Speech Recognition - C++

Introduction

Recognizers & Models

Speech recognition relies on two main components: Recognizers and Models. They work together to turn audio into meaningful results.

Recognizers: The Acoustic Part

Recognizers handle incoming audio and use voice activity detection (VAD) to detect when someone is speaking or silent.

A recognizer can run without a model—VAD will still detect speech—but no transcription or interpretation will occur. Recognizers are configured for specific languages and accents (e.g., eng-US, fra-FR) and must be paired with models in the same language.

Models: The Language Part

Models define what the recognizer can understand—words, phrases, grammar structure, and even phoneme rules. They act as the language engine behind the acoustic processing.

There are three types of models:

Type	Description
Static models	Predefined vocabularies and grammars. They define a fixed set of valid phrases, their structure, and optionally custom phonemes.
Dynamic models	A special type of static model that includes slots—placeholders you can fill with vocabulary at runtime. The base model is compiled in the cloud, then updated on the device when slots are filled, requiring an additional on-device compilation.
Free-speech models	Large-vocabulary models designed for open-ended input (e.g., dictation). Unlike static or dynamic models, they are not limited to a defined set of phrases. Implement it the same way as the static model.

In short, recognizers listen, and models interpret. Both are essential for effective speech recognition.

Why Recognizers and Models Are Separated

Separating Recognizers and Models gives you more flexibility. For example, you can set or switch a model after speech has started—thanks to internal audio buffering—so the model still applies to earlier audio.

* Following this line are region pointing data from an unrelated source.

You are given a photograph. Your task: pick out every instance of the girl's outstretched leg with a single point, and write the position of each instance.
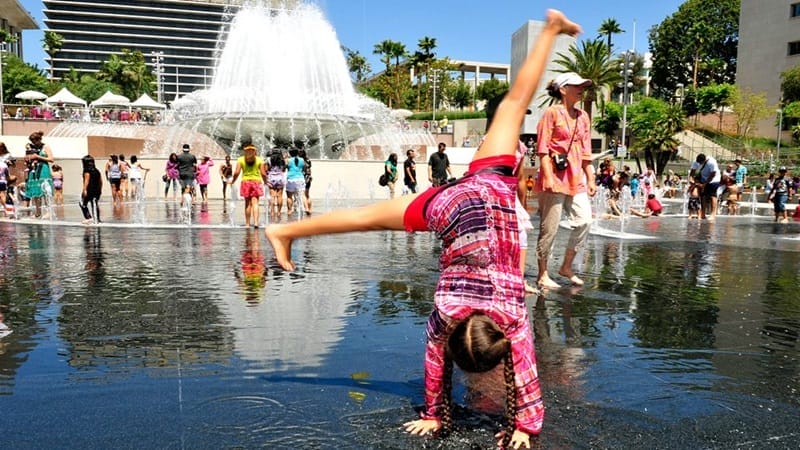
(503, 134)
(387, 215)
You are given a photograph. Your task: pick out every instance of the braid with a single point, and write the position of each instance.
(447, 400)
(511, 399)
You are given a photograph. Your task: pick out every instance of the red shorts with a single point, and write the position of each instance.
(250, 189)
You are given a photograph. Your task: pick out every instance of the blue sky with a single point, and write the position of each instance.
(465, 29)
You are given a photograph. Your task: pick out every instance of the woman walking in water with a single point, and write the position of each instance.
(90, 193)
(480, 317)
(38, 156)
(566, 175)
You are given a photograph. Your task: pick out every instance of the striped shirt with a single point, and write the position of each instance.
(477, 222)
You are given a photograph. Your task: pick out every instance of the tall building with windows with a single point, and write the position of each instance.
(769, 43)
(13, 19)
(178, 38)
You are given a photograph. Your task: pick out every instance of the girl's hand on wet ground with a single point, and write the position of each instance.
(422, 426)
(518, 439)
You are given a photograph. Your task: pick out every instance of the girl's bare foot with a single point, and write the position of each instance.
(545, 282)
(281, 245)
(557, 19)
(569, 274)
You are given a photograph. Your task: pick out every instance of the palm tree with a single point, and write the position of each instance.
(593, 62)
(608, 28)
(52, 43)
(385, 50)
(357, 64)
(424, 56)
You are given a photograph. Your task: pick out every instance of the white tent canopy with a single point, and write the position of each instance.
(111, 99)
(65, 97)
(146, 102)
(31, 95)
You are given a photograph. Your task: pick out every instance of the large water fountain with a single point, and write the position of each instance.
(281, 81)
(292, 90)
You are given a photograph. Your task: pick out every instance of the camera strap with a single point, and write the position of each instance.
(574, 130)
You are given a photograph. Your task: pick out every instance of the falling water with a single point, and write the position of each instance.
(625, 204)
(282, 81)
(47, 189)
(186, 209)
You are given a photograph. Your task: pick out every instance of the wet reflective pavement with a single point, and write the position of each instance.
(162, 336)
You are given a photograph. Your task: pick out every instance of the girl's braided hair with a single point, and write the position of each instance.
(477, 344)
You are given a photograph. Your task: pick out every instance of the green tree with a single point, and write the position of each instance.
(748, 108)
(608, 28)
(384, 49)
(129, 72)
(422, 59)
(715, 98)
(491, 89)
(609, 121)
(591, 61)
(52, 43)
(701, 30)
(653, 124)
(460, 94)
(19, 76)
(5, 36)
(357, 64)
(394, 84)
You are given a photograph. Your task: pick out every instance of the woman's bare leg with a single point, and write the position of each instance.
(255, 210)
(386, 215)
(503, 134)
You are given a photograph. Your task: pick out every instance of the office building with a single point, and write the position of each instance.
(769, 44)
(178, 38)
(13, 19)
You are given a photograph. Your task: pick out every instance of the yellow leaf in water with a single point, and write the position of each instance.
(357, 396)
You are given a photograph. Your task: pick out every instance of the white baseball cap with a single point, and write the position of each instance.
(571, 79)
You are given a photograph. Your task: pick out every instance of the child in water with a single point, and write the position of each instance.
(480, 317)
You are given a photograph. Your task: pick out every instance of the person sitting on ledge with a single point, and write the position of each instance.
(652, 207)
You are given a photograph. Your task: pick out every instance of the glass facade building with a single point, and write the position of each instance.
(178, 38)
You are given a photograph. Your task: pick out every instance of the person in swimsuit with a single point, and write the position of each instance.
(226, 174)
(92, 183)
(58, 185)
(480, 292)
(276, 181)
(254, 173)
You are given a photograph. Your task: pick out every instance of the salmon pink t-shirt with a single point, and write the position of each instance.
(555, 132)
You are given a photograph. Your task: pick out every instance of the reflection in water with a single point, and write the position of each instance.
(700, 327)
(95, 270)
(253, 273)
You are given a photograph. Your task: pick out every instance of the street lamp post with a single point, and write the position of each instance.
(626, 73)
(435, 83)
(679, 91)
(2, 103)
(158, 60)
(778, 144)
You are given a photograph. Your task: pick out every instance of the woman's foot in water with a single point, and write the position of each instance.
(570, 275)
(545, 282)
(282, 246)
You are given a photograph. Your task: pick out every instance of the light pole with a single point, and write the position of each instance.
(158, 60)
(2, 103)
(780, 128)
(626, 72)
(679, 93)
(435, 83)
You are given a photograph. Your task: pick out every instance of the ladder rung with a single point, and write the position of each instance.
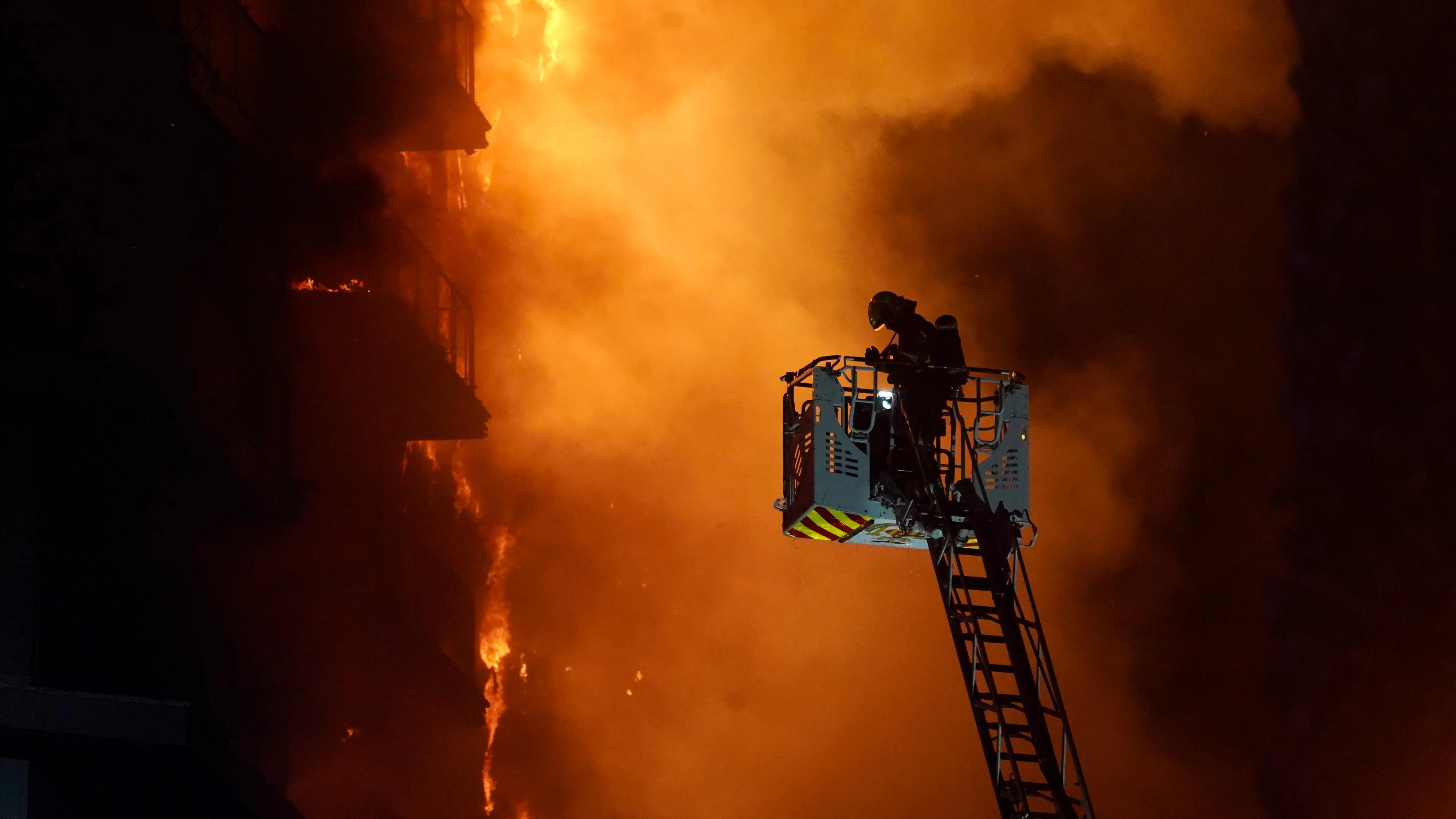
(983, 613)
(967, 637)
(1010, 729)
(973, 584)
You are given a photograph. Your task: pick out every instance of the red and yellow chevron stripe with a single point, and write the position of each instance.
(823, 524)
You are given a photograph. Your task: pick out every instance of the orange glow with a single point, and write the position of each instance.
(679, 199)
(496, 648)
(351, 286)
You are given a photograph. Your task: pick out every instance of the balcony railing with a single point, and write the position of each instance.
(443, 313)
(229, 60)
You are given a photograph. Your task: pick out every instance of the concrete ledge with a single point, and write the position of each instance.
(102, 716)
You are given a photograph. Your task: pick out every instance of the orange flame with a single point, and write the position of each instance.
(351, 286)
(496, 646)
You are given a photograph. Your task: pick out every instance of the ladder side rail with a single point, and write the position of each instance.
(1055, 693)
(973, 667)
(996, 544)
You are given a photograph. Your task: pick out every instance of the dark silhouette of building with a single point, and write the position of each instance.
(222, 591)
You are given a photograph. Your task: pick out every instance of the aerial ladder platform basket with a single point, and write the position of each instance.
(855, 473)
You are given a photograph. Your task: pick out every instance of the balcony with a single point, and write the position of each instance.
(271, 84)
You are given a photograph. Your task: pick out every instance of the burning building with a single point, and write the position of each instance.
(250, 569)
(231, 586)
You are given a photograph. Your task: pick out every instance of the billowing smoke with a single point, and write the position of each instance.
(689, 199)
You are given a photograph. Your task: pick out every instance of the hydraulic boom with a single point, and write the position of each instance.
(858, 471)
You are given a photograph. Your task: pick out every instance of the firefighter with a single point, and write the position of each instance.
(915, 361)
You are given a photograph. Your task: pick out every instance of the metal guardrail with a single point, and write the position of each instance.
(231, 57)
(443, 313)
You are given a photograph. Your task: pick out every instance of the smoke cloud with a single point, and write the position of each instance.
(689, 199)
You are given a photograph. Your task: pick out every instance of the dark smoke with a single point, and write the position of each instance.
(1082, 231)
(1365, 613)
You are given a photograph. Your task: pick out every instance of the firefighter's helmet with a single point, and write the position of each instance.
(887, 307)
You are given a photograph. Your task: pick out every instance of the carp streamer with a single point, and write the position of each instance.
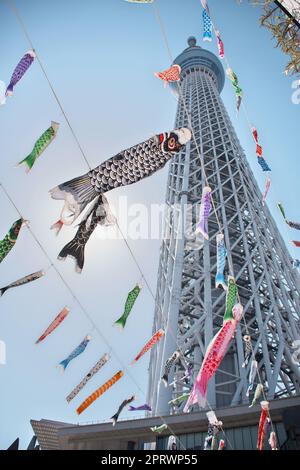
(20, 70)
(86, 403)
(214, 356)
(56, 322)
(78, 350)
(24, 280)
(130, 301)
(127, 167)
(205, 209)
(155, 338)
(10, 238)
(104, 359)
(172, 74)
(41, 144)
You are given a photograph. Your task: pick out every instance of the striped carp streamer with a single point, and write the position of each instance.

It also lets you reuse the same recognizer with different models, or prepare models in the background without interrupting audio input.

Audio Format

The audio data is a 16-bit signed PCM buffer in Little-Endian format.
It is always mono (1 channel), and the sample rate 16KHz.

Getting Started

Before you begin, make sure you’ve completed all the necessary preparation steps.
There are two ways to prepare your project for Voice Recognition:

Using sample code
Starting from scratch

From Sample Code

To download the sample code, you'll need Conan. All the necessary steps are outlined in the general Getting Started guide.

📦 simple-application

📦 chained-grammars

📦 dynamic-grammar

Quick example with simple-application:

CODE

conan search -r vivoka-customer simple-application  # To get the latest version.
conan inspect -r vivoka-customer -a options simple-application/<version>@vivoka/customer
conan install -if simple-application simple-application/<version>@vivoka/customer -o asr_engine=csdk-asr -o tts_engine=csdk-tts

Open project.vdk in VDK-Studio
Export in the same directory assets from VDK-Studio (don’t forget to configure a voice for the channel and to compile models)

CODE

conan install . -if build
conan build . -if build
./build/Release/simple-application

From Scratch

Before proceeding, make sure you’ve completed the following steps:

1. Prepare your VDK Studio project

Create a new project in VDK Studio
Add the Voice Recognition technology
Add a model and a recognizer
Export the project to generate the required assets and configuration

To add a recognizer:

Click the settings icon next to Voice Recognition in the left panel.
Click “Add new recognizer”.
Enter a name for your recognizer.
Select the language.

Remember the name, you will need it later!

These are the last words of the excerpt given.